Nous n’anticipons donc pas de crach obligataire, mais ne voyons pas de valeur dans les emprunts d’Etat bien notés offrant des rendements inférieurs à 2%. Nous privilégions le crédit, dont les spreads rémunèrent bien le supplément de risque pris, même si les rendements absolus restent historiquement bas.

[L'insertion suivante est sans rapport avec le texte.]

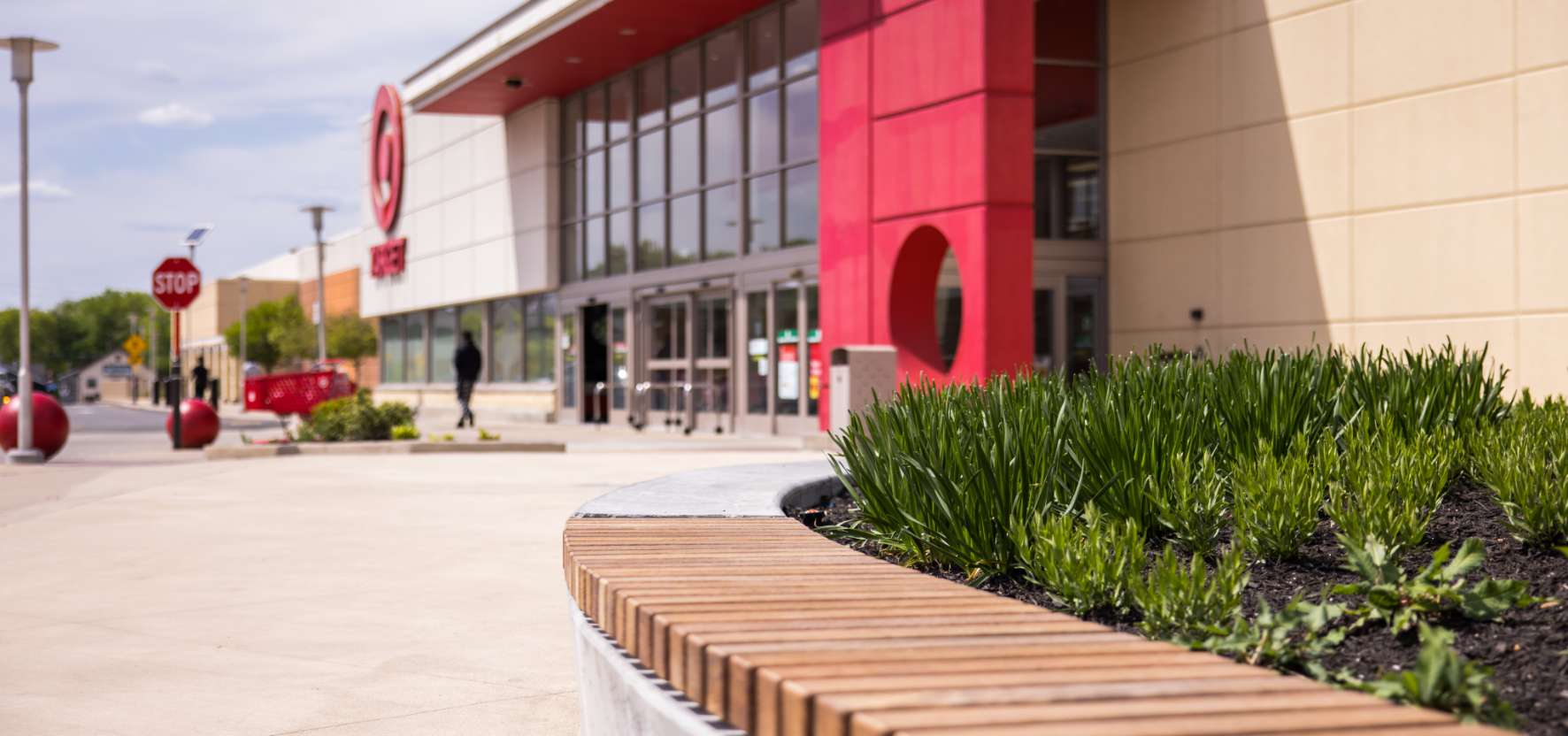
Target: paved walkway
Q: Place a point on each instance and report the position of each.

Dans la quête de rendement, les actions apparaissent particulièrement attractives. Certes la prime de risque est enflée par les taux bas, mais les actions offrent un rendement sur dividende souvent supérieur au taux auquel les émetteurs refinancent leur dette. De nombreuses firmes ont beaucoup de cash dans leur bilan, ce qui suscitera rachats d’actions et fusion/acquisitions. Enfin, nombre d’investisseurs institutionnels sont largement sous-pondérés pour des raisons réglementaires.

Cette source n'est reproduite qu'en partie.